Don’t think I’ve explained myself very well, but know what I mean!

OK, I give up. Someone had better notify the publishing experts who wrote the style guides that they are wrong, wrong, wrong.

But until new revisions are put out, I will continue to follow the reference books used by my profession. And I will also continue to understand the difference between “being right or wrong” and “following the chosen style guide,” as all of my colleagues do. And also the difference between “understanding about exceptions to the rule” and “blindly applying a rule across the board.” In the “counterexamples” you have given, the exception does not prove the rule.

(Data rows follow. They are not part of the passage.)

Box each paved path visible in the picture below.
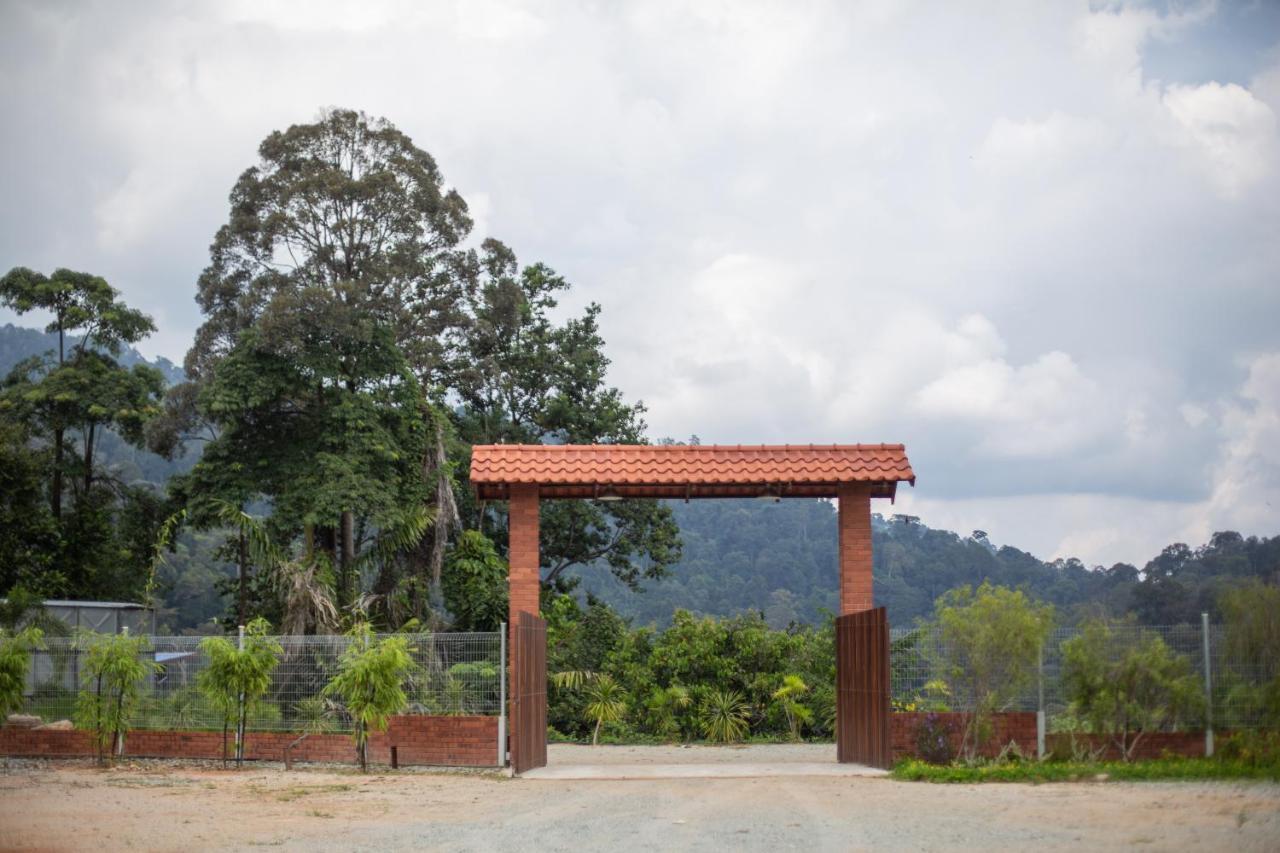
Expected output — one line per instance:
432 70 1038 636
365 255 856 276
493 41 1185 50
521 761 888 780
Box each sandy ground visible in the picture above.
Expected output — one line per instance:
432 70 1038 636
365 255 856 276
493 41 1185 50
0 747 1280 853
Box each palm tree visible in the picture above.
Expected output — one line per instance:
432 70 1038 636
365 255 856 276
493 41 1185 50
582 674 627 747
773 675 813 740
703 690 748 743
645 684 692 738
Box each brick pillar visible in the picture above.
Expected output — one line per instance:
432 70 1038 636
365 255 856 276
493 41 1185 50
838 483 873 616
507 485 539 625
507 485 540 757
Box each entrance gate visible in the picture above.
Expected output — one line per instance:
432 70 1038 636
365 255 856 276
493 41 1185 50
836 607 892 770
470 444 915 772
511 612 547 774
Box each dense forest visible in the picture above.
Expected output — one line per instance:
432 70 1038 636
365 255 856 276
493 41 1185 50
0 110 1280 633
0 325 1280 631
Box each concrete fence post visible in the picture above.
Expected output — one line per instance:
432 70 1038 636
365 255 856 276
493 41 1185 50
498 622 507 767
1201 613 1213 758
1036 643 1044 760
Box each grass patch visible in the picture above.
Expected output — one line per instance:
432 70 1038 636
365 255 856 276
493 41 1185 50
892 758 1280 784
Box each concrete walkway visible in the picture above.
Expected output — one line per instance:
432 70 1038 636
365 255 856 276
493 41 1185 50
520 762 888 781
521 743 886 780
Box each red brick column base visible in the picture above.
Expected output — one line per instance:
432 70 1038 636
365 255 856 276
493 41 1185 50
0 715 499 767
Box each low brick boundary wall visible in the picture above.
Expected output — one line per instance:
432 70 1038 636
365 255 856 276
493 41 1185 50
0 715 500 767
890 711 1036 761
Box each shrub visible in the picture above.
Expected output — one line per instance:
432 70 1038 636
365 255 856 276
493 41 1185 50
701 689 748 743
324 622 413 770
773 675 813 740
1215 730 1280 770
1062 620 1203 761
76 634 160 763
196 617 284 767
582 675 627 747
914 713 956 765
0 628 44 720
933 583 1053 758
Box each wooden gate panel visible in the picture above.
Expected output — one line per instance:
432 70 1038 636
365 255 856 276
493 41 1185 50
836 607 892 768
511 612 547 774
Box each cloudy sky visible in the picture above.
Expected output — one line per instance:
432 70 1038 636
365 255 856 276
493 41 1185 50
0 0 1280 565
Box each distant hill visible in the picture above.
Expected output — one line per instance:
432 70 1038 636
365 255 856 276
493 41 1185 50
0 323 186 386
0 324 1280 629
579 500 1280 628
0 323 200 487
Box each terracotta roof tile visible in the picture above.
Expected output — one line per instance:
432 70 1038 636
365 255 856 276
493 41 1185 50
471 444 915 497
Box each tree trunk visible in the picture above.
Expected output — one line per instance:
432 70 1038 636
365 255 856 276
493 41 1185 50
84 424 95 497
339 510 356 606
236 528 248 625
49 427 64 519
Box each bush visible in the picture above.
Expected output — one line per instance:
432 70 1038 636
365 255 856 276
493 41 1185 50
196 617 284 767
0 628 44 720
1062 620 1203 761
324 622 413 770
1215 730 1280 771
701 690 748 743
933 583 1053 758
914 713 956 765
76 634 160 763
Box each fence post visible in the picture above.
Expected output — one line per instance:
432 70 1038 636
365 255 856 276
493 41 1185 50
498 622 507 767
1036 642 1044 760
1201 612 1213 758
236 625 244 766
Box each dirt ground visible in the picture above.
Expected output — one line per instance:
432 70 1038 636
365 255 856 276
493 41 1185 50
0 747 1280 853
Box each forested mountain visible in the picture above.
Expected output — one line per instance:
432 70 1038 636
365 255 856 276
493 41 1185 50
580 501 1280 628
0 315 1280 630
0 110 1280 634
0 323 192 487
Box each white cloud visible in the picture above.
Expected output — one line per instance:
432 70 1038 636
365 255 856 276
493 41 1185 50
0 0 1280 562
1164 82 1280 197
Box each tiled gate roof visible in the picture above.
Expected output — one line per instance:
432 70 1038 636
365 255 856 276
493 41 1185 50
471 444 915 500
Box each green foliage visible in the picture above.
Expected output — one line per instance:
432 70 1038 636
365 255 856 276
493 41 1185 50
773 675 813 740
1213 729 1280 772
196 619 284 766
892 758 1280 784
1216 579 1280 727
324 622 413 770
0 268 164 599
700 688 749 743
76 634 160 762
1062 620 1203 761
0 628 45 720
293 695 338 734
443 530 507 631
644 684 694 740
933 583 1053 757
582 675 627 747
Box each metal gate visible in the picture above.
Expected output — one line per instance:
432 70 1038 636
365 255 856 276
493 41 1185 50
511 612 547 774
836 607 892 768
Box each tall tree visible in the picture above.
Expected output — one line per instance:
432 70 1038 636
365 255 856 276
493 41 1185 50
449 241 680 585
165 110 475 610
0 266 163 517
0 268 164 597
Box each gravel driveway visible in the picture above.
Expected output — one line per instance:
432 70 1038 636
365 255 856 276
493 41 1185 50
0 747 1280 853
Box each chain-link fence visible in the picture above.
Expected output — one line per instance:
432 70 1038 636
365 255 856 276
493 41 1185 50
23 633 503 731
891 624 1280 731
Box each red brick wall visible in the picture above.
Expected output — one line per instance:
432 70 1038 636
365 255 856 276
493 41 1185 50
507 485 539 626
890 711 1036 760
838 483 874 616
1044 731 1213 761
0 715 499 767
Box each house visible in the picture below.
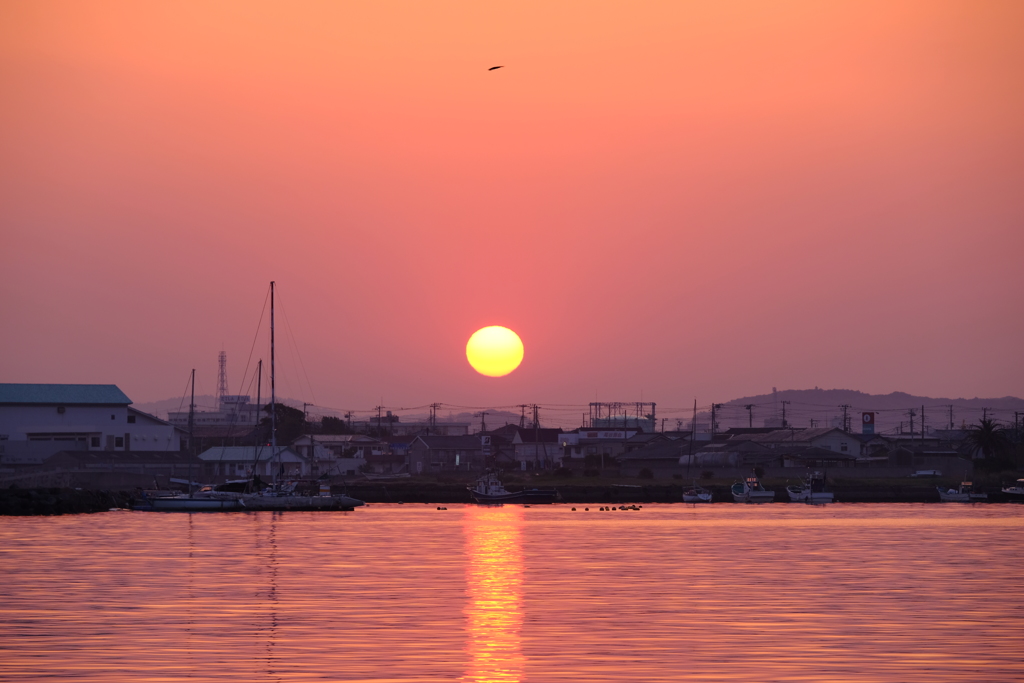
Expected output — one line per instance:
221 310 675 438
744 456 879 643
626 432 673 453
0 384 186 465
409 435 490 474
729 427 860 456
782 445 859 469
618 439 686 478
558 428 638 461
511 427 564 470
680 439 779 468
889 444 974 478
199 445 307 482
291 434 368 474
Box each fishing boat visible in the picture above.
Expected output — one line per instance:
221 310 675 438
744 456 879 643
785 472 834 505
935 481 988 503
468 472 558 505
144 486 246 512
683 481 711 503
1002 479 1024 502
732 475 775 503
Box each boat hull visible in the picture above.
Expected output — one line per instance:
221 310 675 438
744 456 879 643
469 488 558 505
243 495 366 511
936 486 988 503
732 490 775 503
785 486 835 505
145 497 246 512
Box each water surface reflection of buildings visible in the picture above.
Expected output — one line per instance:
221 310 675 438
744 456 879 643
464 506 523 683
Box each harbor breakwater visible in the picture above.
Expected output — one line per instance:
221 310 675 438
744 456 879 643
0 481 1006 516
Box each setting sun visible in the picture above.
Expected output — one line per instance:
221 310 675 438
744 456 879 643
466 325 522 377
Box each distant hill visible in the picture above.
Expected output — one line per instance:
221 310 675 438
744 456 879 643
712 387 1024 432
132 394 321 420
134 387 1024 433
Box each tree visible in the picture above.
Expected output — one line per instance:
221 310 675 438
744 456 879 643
964 418 1011 469
259 403 306 445
321 415 352 434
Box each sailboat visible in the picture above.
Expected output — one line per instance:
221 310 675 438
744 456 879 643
142 368 245 512
242 282 365 510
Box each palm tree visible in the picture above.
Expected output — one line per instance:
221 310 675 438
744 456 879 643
964 418 1010 458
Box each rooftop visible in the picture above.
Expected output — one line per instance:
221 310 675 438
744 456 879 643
0 384 131 405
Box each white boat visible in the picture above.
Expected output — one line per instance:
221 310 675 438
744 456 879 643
133 369 246 512
242 281 365 511
148 492 246 512
935 481 988 503
683 481 712 503
1002 479 1024 501
732 475 775 503
785 472 834 505
468 472 558 505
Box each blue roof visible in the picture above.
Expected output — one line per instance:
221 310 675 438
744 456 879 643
0 384 131 405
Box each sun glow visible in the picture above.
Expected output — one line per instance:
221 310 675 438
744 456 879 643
466 325 523 377
464 506 524 683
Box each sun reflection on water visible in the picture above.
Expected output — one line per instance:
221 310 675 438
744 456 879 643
464 507 523 683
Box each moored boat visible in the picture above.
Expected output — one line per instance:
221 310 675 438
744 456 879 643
468 472 558 505
935 481 988 503
732 475 775 503
785 472 834 505
683 481 712 503
1002 479 1024 502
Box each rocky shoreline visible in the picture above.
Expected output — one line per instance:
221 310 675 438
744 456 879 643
0 482 1007 516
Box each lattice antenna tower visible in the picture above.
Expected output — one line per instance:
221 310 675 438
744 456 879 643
217 351 227 405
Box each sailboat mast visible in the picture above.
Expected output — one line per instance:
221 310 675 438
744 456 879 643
686 398 697 476
250 358 263 487
270 280 278 483
188 368 196 497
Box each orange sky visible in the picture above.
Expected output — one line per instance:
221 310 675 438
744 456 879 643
0 0 1024 409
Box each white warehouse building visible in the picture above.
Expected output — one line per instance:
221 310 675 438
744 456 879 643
0 384 187 465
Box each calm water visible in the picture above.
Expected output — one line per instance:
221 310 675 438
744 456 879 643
0 504 1024 683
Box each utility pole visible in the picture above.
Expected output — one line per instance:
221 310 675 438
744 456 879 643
429 403 441 432
840 403 851 432
217 351 227 410
534 403 547 470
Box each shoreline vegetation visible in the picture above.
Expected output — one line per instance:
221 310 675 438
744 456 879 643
0 475 1024 516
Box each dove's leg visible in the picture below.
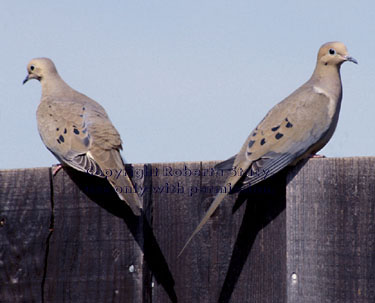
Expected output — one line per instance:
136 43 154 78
52 164 62 176
310 154 326 159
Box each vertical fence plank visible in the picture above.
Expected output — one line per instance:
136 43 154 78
153 162 286 302
286 158 375 303
45 170 143 303
0 168 52 303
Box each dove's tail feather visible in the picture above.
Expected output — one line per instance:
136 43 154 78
178 172 245 257
177 192 227 257
92 149 142 216
107 175 142 216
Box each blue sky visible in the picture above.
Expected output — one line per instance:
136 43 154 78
0 0 375 169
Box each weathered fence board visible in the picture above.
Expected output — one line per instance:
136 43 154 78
0 158 375 303
286 158 375 303
0 168 52 303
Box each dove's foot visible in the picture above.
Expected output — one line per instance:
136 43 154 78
52 164 62 176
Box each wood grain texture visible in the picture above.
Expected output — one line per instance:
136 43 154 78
0 168 52 303
153 162 286 302
0 158 375 303
286 158 375 303
45 169 143 303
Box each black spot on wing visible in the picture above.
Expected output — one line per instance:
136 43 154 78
275 133 284 140
249 140 255 148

I offered my professional advice and cited several reference books to back it up in this thread. It’s your choice to ignore that advice and documentation if you wish. No skin off my nose – I figure it’s job security.

No-one said they were necessarily wrong. Other people are allowed to have their own opinions on the matter, and published material is not necessarily definitive. That is what debate is all about, surely?

That said, if the OP was concerned with an official question on an exam or whatever then the stuff you put forth is obviously going to look better than my unfocused ramblings!

Feel better now? :wink:

Scarlett - I’m a journalist (photo, to be specific.) Different profession, different bible. You mentioned the NY style guide, which writes “the Army” in reference to the US army. So, here’s what AP has to say:

I would hardly call the New York Times and the Associated Press the minority in this. Almost all newsrooms follow AP style, with some of their own little modifications (eg. AP says “teen-ager.” Almost everyone else writes “teenager.”) Just by the sheer volume of texts produced every single day by American dailies following AP style, I would seriously rethink your position that the NYT is “in the minority” on this stylistic point. (Although my logic goes with AP, if the context indicates the U.S. Army.)